Is Canopy Growth a good stock to buy?
Backed by Constellation Brands, Canopy Growth is among the largest cannabis producers in Canada. In 2018, Constellation Brands pumped in $4 billion for a 38.6% share in Canopy Growth, valuing the latter at $10.4 billion. Now, Canopy Growth is valued at a market cap of $1.6 billion and ended the June quarter with a cash balance of $1.2 billion.
Similar to its Canadian peers, Canopy Growth has burnt billions of dollars in recent years while it increased manufacturing capacity at an exponential rate and aimed to grow inorganically via acquisitions.
However, the slower-than-expected rollout of retail cannabis stores in Canada, a thriving black market, and rising competition resulted in high inventory levels and falling profit margins for most cannabis producers.
Canopy Growth continues to struggle and is wrestling to maintain its market share in a highly competitive and low-cost environment.
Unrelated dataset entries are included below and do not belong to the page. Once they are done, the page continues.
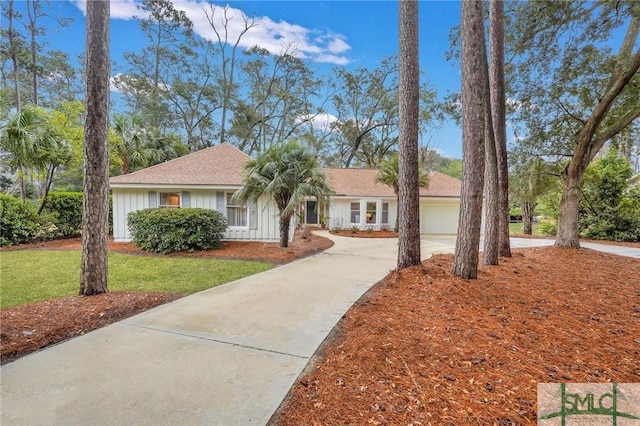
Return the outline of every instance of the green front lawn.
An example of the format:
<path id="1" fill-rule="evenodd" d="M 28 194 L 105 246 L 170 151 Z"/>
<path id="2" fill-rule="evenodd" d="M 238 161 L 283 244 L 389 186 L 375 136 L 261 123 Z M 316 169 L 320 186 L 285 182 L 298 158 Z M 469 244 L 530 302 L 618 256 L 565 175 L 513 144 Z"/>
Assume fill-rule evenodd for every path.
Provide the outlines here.
<path id="1" fill-rule="evenodd" d="M 509 234 L 511 234 L 511 235 L 522 235 L 522 228 L 523 228 L 522 222 L 510 223 L 509 224 Z M 540 223 L 531 224 L 531 233 L 532 233 L 532 235 L 542 236 L 542 233 L 540 232 Z"/>
<path id="2" fill-rule="evenodd" d="M 0 307 L 78 294 L 80 252 L 0 253 Z M 270 269 L 262 262 L 109 253 L 109 290 L 192 294 Z"/>

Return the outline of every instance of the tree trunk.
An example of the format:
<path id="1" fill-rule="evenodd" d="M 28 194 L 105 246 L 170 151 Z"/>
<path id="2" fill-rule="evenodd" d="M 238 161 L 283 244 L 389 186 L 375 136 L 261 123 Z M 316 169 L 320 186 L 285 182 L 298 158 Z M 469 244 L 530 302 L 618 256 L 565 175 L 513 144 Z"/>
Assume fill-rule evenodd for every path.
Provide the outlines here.
<path id="1" fill-rule="evenodd" d="M 578 211 L 584 172 L 608 140 L 631 125 L 637 117 L 640 117 L 640 108 L 635 106 L 629 108 L 619 117 L 611 117 L 609 114 L 613 103 L 621 96 L 640 69 L 640 49 L 633 53 L 638 34 L 640 34 L 640 19 L 637 16 L 632 16 L 616 57 L 617 66 L 612 72 L 611 83 L 575 137 L 573 156 L 563 173 L 556 246 L 580 247 Z M 608 123 L 607 119 L 609 119 Z M 598 126 L 601 126 L 602 123 L 606 123 L 606 126 L 603 126 L 604 128 L 596 133 Z"/>
<path id="2" fill-rule="evenodd" d="M 44 181 L 44 193 L 42 194 L 40 200 L 40 207 L 38 207 L 38 215 L 42 213 L 44 210 L 44 206 L 47 204 L 47 197 L 49 196 L 49 192 L 51 191 L 51 185 L 53 184 L 53 174 L 56 171 L 56 167 L 50 166 L 47 169 L 47 176 Z"/>
<path id="3" fill-rule="evenodd" d="M 396 224 L 393 227 L 393 232 L 396 234 L 400 230 L 400 197 L 396 194 Z"/>
<path id="4" fill-rule="evenodd" d="M 509 240 L 509 167 L 507 164 L 507 132 L 504 89 L 504 1 L 491 0 L 489 3 L 489 84 L 491 86 L 491 114 L 493 136 L 496 144 L 498 164 L 499 200 L 499 255 L 511 257 Z"/>
<path id="5" fill-rule="evenodd" d="M 107 292 L 109 66 L 109 1 L 89 1 L 80 278 L 80 295 L 84 296 Z"/>
<path id="6" fill-rule="evenodd" d="M 500 254 L 500 194 L 498 189 L 498 160 L 496 158 L 496 141 L 493 134 L 493 117 L 491 111 L 491 89 L 489 87 L 489 64 L 487 51 L 483 47 L 484 66 L 482 67 L 484 77 L 485 96 L 485 158 L 484 158 L 484 180 L 485 180 L 485 221 L 484 221 L 484 252 L 482 263 L 484 265 L 497 265 Z"/>
<path id="7" fill-rule="evenodd" d="M 20 190 L 20 200 L 25 201 L 27 199 L 27 189 L 24 186 L 24 169 L 20 167 L 18 170 L 18 189 Z"/>
<path id="8" fill-rule="evenodd" d="M 291 226 L 291 216 L 280 215 L 280 247 L 289 247 L 289 227 Z"/>
<path id="9" fill-rule="evenodd" d="M 462 1 L 462 191 L 452 272 L 478 276 L 478 248 L 484 185 L 483 3 Z"/>
<path id="10" fill-rule="evenodd" d="M 33 104 L 38 106 L 38 61 L 36 59 L 37 43 L 36 34 L 38 28 L 36 21 L 38 19 L 38 6 L 36 0 L 27 1 L 27 13 L 29 15 L 29 33 L 31 36 L 31 85 L 33 90 Z"/>
<path id="11" fill-rule="evenodd" d="M 400 5 L 398 269 L 420 264 L 418 1 Z"/>
<path id="12" fill-rule="evenodd" d="M 536 205 L 533 201 L 523 201 L 520 204 L 520 209 L 522 210 L 522 233 L 524 235 L 531 235 L 533 233 L 532 223 L 533 223 L 533 212 L 536 208 Z"/>
<path id="13" fill-rule="evenodd" d="M 9 39 L 9 56 L 11 57 L 11 65 L 13 69 L 13 88 L 16 95 L 16 110 L 18 111 L 18 114 L 20 114 L 22 105 L 20 102 L 20 74 L 18 73 L 18 55 L 16 53 L 17 47 L 16 47 L 16 40 L 15 40 L 15 31 L 13 29 L 13 4 L 14 4 L 14 0 L 9 0 L 8 12 L 7 12 L 8 14 L 7 19 L 9 20 L 9 26 L 7 29 L 7 36 Z"/>
<path id="14" fill-rule="evenodd" d="M 558 234 L 556 246 L 580 247 L 578 234 L 578 212 L 582 198 L 582 177 L 584 169 L 577 168 L 573 173 L 567 167 L 562 179 L 562 197 L 560 198 L 560 212 L 558 214 Z"/>
<path id="15" fill-rule="evenodd" d="M 7 19 L 9 21 L 7 28 L 7 38 L 9 39 L 9 56 L 11 57 L 11 68 L 13 70 L 13 89 L 16 96 L 16 110 L 17 114 L 20 114 L 22 110 L 22 103 L 20 100 L 20 74 L 18 73 L 18 55 L 16 53 L 16 41 L 15 31 L 13 29 L 13 4 L 14 0 L 9 0 Z M 27 199 L 27 191 L 24 187 L 24 170 L 22 167 L 18 170 L 18 188 L 20 189 L 20 199 L 25 201 Z"/>

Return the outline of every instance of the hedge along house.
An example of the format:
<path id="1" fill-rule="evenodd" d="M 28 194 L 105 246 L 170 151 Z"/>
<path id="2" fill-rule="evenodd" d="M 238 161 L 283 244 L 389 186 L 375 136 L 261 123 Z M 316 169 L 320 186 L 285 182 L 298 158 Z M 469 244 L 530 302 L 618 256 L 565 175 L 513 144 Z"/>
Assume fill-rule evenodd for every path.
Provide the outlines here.
<path id="1" fill-rule="evenodd" d="M 341 229 L 393 229 L 397 198 L 393 189 L 376 183 L 377 169 L 325 169 L 336 194 L 328 207 L 328 225 Z M 431 172 L 429 187 L 420 188 L 420 232 L 456 234 L 461 181 Z M 308 210 L 308 209 L 307 209 Z"/>
<path id="2" fill-rule="evenodd" d="M 127 215 L 147 208 L 200 207 L 227 218 L 227 240 L 278 241 L 280 227 L 275 204 L 268 199 L 238 205 L 231 196 L 242 187 L 244 165 L 251 158 L 223 143 L 183 157 L 112 177 L 113 238 L 131 241 Z M 291 227 L 289 238 L 293 237 Z"/>

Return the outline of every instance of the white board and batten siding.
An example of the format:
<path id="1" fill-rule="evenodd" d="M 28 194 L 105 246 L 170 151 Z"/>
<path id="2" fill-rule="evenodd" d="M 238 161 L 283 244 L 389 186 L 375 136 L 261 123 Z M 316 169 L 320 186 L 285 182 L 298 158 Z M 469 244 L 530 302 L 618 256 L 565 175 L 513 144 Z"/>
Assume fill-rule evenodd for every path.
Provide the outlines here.
<path id="1" fill-rule="evenodd" d="M 161 192 L 180 193 L 180 206 L 183 208 L 218 210 L 226 217 L 226 194 L 235 191 L 236 188 L 112 188 L 114 241 L 131 241 L 127 216 L 132 211 L 158 207 Z M 250 204 L 248 208 L 248 226 L 229 227 L 224 238 L 226 240 L 278 241 L 280 226 L 275 205 L 266 199 L 260 199 L 257 204 Z M 293 232 L 292 227 L 290 239 Z"/>
<path id="2" fill-rule="evenodd" d="M 376 203 L 377 220 L 375 224 L 367 224 L 365 219 L 367 203 Z M 351 203 L 359 203 L 359 214 L 356 221 L 351 221 Z M 389 204 L 389 219 L 382 223 L 382 203 Z M 396 223 L 397 204 L 395 199 L 387 198 L 333 198 L 329 207 L 329 226 L 349 229 L 393 229 Z M 436 235 L 454 235 L 458 232 L 459 198 L 421 198 L 420 199 L 420 233 Z"/>
<path id="3" fill-rule="evenodd" d="M 358 203 L 359 209 L 356 214 L 356 220 L 351 221 L 351 203 Z M 376 203 L 376 221 L 375 223 L 367 223 L 367 203 Z M 387 203 L 388 220 L 386 223 L 382 221 L 382 205 Z M 357 227 L 358 229 L 393 229 L 396 223 L 396 200 L 395 198 L 332 198 L 329 205 L 329 227 L 350 229 Z"/>

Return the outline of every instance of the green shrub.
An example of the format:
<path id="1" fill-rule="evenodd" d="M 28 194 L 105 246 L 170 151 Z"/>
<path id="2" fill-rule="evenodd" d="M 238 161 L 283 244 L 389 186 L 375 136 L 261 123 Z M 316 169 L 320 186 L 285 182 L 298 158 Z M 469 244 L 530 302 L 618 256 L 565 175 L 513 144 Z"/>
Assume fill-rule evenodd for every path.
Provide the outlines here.
<path id="1" fill-rule="evenodd" d="M 225 217 L 215 210 L 155 208 L 127 218 L 133 242 L 157 253 L 220 248 L 227 229 Z"/>
<path id="2" fill-rule="evenodd" d="M 0 246 L 32 241 L 41 229 L 36 209 L 31 203 L 0 194 Z"/>
<path id="3" fill-rule="evenodd" d="M 80 235 L 82 192 L 51 192 L 43 212 L 50 213 L 62 236 Z"/>
<path id="4" fill-rule="evenodd" d="M 558 233 L 558 224 L 555 220 L 543 220 L 540 222 L 540 233 L 547 237 L 555 237 Z"/>
<path id="5" fill-rule="evenodd" d="M 51 217 L 60 236 L 72 237 L 82 231 L 82 192 L 50 192 L 43 213 Z M 109 196 L 109 232 L 113 230 L 113 203 Z"/>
In the June quarter, net sales fell 19% year over year to $110.1 million. In the last three years, sales have fallen by 8%, making investors nervous.
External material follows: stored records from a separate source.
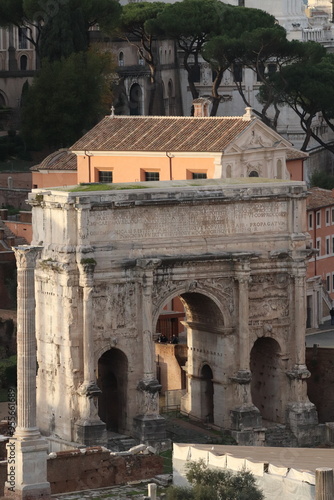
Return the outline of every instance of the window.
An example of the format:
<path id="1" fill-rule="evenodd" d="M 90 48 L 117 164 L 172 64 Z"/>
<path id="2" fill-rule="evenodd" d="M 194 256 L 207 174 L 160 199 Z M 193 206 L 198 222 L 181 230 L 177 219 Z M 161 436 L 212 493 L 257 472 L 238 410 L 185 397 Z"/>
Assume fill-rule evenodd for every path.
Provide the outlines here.
<path id="1" fill-rule="evenodd" d="M 99 182 L 112 182 L 112 172 L 106 170 L 99 170 Z"/>
<path id="2" fill-rule="evenodd" d="M 199 83 L 201 80 L 201 68 L 199 64 L 194 64 L 190 69 L 190 79 L 193 83 Z"/>
<path id="3" fill-rule="evenodd" d="M 320 210 L 318 210 L 318 212 L 316 212 L 315 217 L 316 217 L 317 228 L 321 227 L 321 211 Z"/>
<path id="4" fill-rule="evenodd" d="M 321 238 L 317 238 L 316 243 L 315 243 L 316 249 L 318 250 L 318 256 L 321 255 Z"/>
<path id="5" fill-rule="evenodd" d="M 276 64 L 268 64 L 268 73 L 276 73 L 277 71 L 277 66 Z"/>
<path id="6" fill-rule="evenodd" d="M 207 179 L 207 175 L 200 172 L 193 172 L 193 179 Z"/>
<path id="7" fill-rule="evenodd" d="M 329 208 L 326 208 L 325 212 L 325 220 L 326 220 L 326 226 L 330 225 L 330 219 L 329 219 Z"/>
<path id="8" fill-rule="evenodd" d="M 159 181 L 159 172 L 145 172 L 145 181 Z"/>
<path id="9" fill-rule="evenodd" d="M 331 253 L 330 239 L 329 236 L 326 236 L 326 255 Z"/>
<path id="10" fill-rule="evenodd" d="M 334 273 L 332 273 L 332 290 L 334 290 Z"/>
<path id="11" fill-rule="evenodd" d="M 233 64 L 233 79 L 236 83 L 242 82 L 242 64 Z"/>
<path id="12" fill-rule="evenodd" d="M 259 174 L 256 170 L 252 170 L 249 174 L 249 177 L 259 177 Z"/>
<path id="13" fill-rule="evenodd" d="M 27 32 L 28 28 L 19 28 L 19 49 L 28 48 Z"/>
<path id="14" fill-rule="evenodd" d="M 334 208 L 332 208 L 332 224 L 334 224 Z"/>
<path id="15" fill-rule="evenodd" d="M 334 253 L 334 236 L 332 236 L 332 253 Z"/>
<path id="16" fill-rule="evenodd" d="M 265 66 L 263 63 L 259 63 L 256 68 L 256 81 L 262 82 L 264 79 Z"/>
<path id="17" fill-rule="evenodd" d="M 313 213 L 308 214 L 308 228 L 313 229 Z"/>
<path id="18" fill-rule="evenodd" d="M 118 66 L 124 66 L 124 54 L 120 52 L 118 54 Z"/>
<path id="19" fill-rule="evenodd" d="M 245 7 L 245 0 L 238 0 L 238 7 Z"/>
<path id="20" fill-rule="evenodd" d="M 27 56 L 21 56 L 20 57 L 20 70 L 21 71 L 26 71 L 28 66 L 28 58 Z"/>
<path id="21" fill-rule="evenodd" d="M 326 290 L 327 292 L 331 291 L 331 275 L 326 274 Z"/>

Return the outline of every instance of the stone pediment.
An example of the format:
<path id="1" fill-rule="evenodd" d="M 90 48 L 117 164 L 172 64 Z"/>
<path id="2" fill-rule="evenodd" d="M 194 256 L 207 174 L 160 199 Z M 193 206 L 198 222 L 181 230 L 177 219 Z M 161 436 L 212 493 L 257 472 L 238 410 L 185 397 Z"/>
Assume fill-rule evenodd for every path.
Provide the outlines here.
<path id="1" fill-rule="evenodd" d="M 249 150 L 291 148 L 291 144 L 283 139 L 267 125 L 256 120 L 226 149 L 227 153 L 241 153 Z"/>

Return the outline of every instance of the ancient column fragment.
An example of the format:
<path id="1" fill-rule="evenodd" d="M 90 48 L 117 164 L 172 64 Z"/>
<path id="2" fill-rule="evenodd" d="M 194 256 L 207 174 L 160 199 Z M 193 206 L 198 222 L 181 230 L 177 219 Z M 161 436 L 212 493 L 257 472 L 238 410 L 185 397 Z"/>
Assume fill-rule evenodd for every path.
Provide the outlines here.
<path id="1" fill-rule="evenodd" d="M 14 248 L 17 261 L 17 427 L 7 445 L 5 494 L 17 499 L 50 498 L 47 442 L 36 426 L 36 335 L 34 271 L 40 247 Z"/>

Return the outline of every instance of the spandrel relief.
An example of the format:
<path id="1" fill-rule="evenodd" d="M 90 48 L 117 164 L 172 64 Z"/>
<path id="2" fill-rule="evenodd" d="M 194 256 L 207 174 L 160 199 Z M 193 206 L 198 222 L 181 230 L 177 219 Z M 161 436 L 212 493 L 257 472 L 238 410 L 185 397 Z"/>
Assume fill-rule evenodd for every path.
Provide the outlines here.
<path id="1" fill-rule="evenodd" d="M 289 316 L 288 298 L 275 297 L 265 300 L 251 300 L 250 320 L 279 320 Z"/>
<path id="2" fill-rule="evenodd" d="M 117 284 L 106 290 L 105 295 L 96 290 L 94 295 L 94 325 L 97 329 L 117 330 L 136 325 L 135 285 Z"/>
The company explained it is intentionally reducing sales of its lower-priced products to boost the bottom line and turn profitable in the near future. Analysts expect Canopy’s sales to fall by 8.3% to $477.3 million in fiscal 2023 (ending in March) before rising 11.5% to $532 million in fiscal 2024. The cannabis producer reported record sales of $547 million in fiscal 2021.
What’s next for WEED stock and investors?
While Canopy Growth was rapidly expanding, investors expected the company to benefit from economies of scale and turn profitable by the end of fiscal 2023. However, it is now a loss-making company struggling to grow its revenue.
In the June quarter, Canopy’s net losses totaled $2.1 billion on the back of a $1.7 billion goodwill impairment charge. Additionally, gross margins are negative, and its operating loss stood at $106 million this June.
Investors are betting on the legalization of marijuana at the federal level in the U.S. to act as a key driver of growth for Canopy Growth and other Canadian licenced producers. The United States is a multi-billion-dollar cannabis market. Canopy has a pending deal with Acreage Holdings (a U.S.-based multi-state marijuana producer). Canopy is all set to start distributing its products once pot is legalized south of the border.
Nonetheless, several other cannabis producers in the U.S. already have a huge presence in states where cannabis is legal, suggesting it will be difficult for Canopy to gain traction here.
Investing in WEED stock remains a high-risk proposition due to its weak balance sheet and a challenging macro environment, despite trading at a depressed multiple in 2022.